Run the contig annotations using mmseqs with GTDB and generate cannot-link file used in the semi-supervised deep learning model training.

The subcommand generate_cannot_links requires the contig file as inputs and outputs the cannot-link constraints.

Required arguments

  • --input-fasta and --outputare same as for single_easy_bin.

Optional arguments

  • -o/--output, --cannot-name, -r/--reference-db-data-dir, --ratio, --min-len, --ml-threshold and --taxonomy-annotation-table are same as for single_easy_bin.



generate_sequence_features_single

The subcommand generate_sequence_features_single requires the contig file and bam files as inputs and generates training data (data.csv; data_split.csv) for single and co-assembly binning.

Required arguments

  • -i/--input-fasta, -b/--input-bam and -o/--output are same as for single_easy_bin.

Optional arguments

  • -p/--processes/-t/--threads, --ratio, --min-len and --ml-threshold are same as for single_easy_bin.



generate_sequence_features_multi

The subcommand generate_sequence_features_multi requires the combined contig file and bam files as inputs and generates training data (data.csv;data_split.csv) for multi-sample binning.

Required arguments

  • -i/--input-fasta and -o/--output are the same as for single_easy_bin.
  • -b/--input-bamare the same as for multi_easy_bin.

Optional arguments

  • -p/--processes/-t/--threads, --ratio, --min-lenand --ml-threshold are the same as for single_easy_bin.
  • -s/--separator are the same as for multi_easy_bin.



train

The train subcommand requires the contig file and outputs (data.csv, data_split.csv and cannot.txt) from the generate_sequence_features_single, generate_sequence_features_multi and generate_cannot_links subcommand as intpus and outputs the trained model.

Required arguments

  • --data: Path to the input data.csv file.
  • --data_split: Path to the input data_split.csv file.
  • -c/--cannot-link : Path to the input cannot link file generated from other additional biological information, one row for each cannot link constraint. The file format: contig_1,contig_2.
  • --mode: [single/several] Train models from one sample or several samples(train model across several samples can get better pre-trained model for single-sample binning.) In several mode, must input data, data_split, cannot, fasta files for corresponding sample with same order. Note: You can just set several with this option when single-sample binning.

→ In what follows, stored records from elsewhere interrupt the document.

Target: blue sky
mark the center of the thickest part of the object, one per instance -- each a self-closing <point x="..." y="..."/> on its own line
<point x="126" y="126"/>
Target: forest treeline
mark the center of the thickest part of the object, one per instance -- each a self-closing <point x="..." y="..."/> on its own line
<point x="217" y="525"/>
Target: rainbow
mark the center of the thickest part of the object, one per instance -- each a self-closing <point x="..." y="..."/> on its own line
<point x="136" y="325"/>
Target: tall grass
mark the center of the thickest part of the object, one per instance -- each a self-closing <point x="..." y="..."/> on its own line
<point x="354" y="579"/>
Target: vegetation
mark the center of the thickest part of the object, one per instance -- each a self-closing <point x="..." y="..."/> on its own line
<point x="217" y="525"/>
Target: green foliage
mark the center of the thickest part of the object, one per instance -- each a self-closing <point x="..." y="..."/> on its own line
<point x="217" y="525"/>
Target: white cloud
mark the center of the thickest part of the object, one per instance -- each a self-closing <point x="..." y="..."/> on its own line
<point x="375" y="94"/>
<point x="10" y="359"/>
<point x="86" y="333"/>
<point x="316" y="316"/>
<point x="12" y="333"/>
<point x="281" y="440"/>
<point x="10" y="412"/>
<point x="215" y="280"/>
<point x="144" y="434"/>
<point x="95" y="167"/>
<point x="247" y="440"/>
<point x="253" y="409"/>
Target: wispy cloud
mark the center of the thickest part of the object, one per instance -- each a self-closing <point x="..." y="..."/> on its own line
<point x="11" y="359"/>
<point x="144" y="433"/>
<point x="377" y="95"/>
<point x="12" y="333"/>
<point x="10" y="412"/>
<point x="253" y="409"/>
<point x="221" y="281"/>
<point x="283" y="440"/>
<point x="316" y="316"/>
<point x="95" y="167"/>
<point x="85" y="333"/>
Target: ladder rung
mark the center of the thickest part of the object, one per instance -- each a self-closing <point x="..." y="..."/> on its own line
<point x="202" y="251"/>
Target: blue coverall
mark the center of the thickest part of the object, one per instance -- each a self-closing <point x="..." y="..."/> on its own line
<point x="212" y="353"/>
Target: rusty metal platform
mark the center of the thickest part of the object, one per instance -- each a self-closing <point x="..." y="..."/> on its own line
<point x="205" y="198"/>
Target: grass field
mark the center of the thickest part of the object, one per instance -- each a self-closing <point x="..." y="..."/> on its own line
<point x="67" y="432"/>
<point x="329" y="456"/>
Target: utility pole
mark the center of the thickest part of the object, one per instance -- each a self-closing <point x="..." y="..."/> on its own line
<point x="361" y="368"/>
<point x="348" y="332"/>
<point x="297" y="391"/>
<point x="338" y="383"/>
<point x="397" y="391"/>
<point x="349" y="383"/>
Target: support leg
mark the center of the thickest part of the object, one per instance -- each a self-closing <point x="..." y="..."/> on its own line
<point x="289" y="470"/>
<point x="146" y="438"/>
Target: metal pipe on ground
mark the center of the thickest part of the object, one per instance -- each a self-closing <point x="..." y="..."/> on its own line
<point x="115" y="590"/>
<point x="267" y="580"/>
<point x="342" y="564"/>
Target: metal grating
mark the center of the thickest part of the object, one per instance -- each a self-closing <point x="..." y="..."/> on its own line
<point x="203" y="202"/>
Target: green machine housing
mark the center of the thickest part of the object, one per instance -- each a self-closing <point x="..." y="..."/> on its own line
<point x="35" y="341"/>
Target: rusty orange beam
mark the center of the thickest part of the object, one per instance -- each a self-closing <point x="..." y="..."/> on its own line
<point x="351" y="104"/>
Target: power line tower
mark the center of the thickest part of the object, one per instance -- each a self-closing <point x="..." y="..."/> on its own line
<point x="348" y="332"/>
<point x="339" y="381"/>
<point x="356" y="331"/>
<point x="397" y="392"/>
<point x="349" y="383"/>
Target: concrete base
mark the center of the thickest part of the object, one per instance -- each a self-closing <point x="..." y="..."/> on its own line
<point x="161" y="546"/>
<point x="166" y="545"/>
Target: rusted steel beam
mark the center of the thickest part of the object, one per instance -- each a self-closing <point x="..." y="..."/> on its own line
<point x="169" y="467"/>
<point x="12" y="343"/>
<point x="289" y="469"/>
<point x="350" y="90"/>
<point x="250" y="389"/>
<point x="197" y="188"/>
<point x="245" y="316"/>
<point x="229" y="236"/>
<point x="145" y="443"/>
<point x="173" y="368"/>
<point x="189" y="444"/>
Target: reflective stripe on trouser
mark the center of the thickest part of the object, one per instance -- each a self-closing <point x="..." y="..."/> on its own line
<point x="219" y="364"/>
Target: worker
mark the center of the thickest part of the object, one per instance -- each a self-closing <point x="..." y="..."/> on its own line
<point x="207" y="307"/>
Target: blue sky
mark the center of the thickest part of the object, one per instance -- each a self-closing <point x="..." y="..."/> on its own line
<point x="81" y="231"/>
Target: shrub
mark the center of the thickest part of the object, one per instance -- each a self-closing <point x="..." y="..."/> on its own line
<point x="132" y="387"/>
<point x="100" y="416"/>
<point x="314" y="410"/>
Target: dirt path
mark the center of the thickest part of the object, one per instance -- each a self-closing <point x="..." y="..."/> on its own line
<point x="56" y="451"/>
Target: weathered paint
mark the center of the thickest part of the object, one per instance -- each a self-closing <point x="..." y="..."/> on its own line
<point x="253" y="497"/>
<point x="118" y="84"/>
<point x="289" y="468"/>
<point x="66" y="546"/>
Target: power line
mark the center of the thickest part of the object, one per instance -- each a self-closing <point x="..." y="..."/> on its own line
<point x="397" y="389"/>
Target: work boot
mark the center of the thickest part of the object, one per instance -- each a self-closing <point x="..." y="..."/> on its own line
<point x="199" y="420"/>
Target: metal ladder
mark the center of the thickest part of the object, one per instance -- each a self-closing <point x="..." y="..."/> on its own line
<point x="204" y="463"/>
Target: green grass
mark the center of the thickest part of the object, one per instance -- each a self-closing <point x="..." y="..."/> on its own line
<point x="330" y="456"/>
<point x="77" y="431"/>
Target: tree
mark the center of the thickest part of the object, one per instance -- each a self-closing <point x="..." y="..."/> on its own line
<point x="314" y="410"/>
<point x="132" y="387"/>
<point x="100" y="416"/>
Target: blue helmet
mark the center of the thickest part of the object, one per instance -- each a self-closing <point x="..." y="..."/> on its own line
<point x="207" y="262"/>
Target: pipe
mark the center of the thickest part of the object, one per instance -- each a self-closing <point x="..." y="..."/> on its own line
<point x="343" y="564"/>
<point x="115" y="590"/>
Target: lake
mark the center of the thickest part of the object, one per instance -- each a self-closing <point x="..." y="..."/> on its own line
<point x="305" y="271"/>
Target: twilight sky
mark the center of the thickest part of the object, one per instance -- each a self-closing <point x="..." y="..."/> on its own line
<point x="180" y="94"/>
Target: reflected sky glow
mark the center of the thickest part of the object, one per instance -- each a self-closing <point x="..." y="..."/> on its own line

Training from several samples with multi-sample binning is not supported.
  • -i/--input-fasta, -o/--output are the same for single_easy_bin

Optional arguments

  • --epoches, --batch-size, -p/--processes/-t/--threads, --random-seed, --ratio, --min-len and --orf-finder are the same as for single_easy_bin



bin

The bin subcommand requires the contig file and output (data.csv, model.h5) from the generate_sequence_features_single, generate_sequence_features_multi and train subcommand as inputs and output the final bins in the output_recluster_bins directory.

Required arguments

  • --model: Path to the trained model.
  • --data,-i/--input-fasta, -o/--outputare the same as for single_easy_bin.

Optional arguments

  • --minfasta-kbs, --recluster, --max-node, --max-edges, -p/--processes/-t/--threads, --random-seed, --environment, --ratio, --min-len, --no-recluster and --orf-finder are the same as for single_easy_bin



download_GTDB

Download reference genomes(GTDB).

  • -r/--reference-db-data-dir: Where to store the GTDB data (default: $HOME/.cache/SemiBin/mmseqs2-GTDB)
  • -f/--force: Whether to download GTDB even if the data is found at the path (default is to not download).



check_install

Check required dependencies.



concatenate_fasta

Concatenate fasta files for multi-sample binning

Required arguments

  • -m: Discard sequences below this length (default:0)
  • -i/--input-fasta, -o/--outputare the same as for single_easy_bin.

Optional arguments

  • -s/--separator are the same as the multi_easy_bin.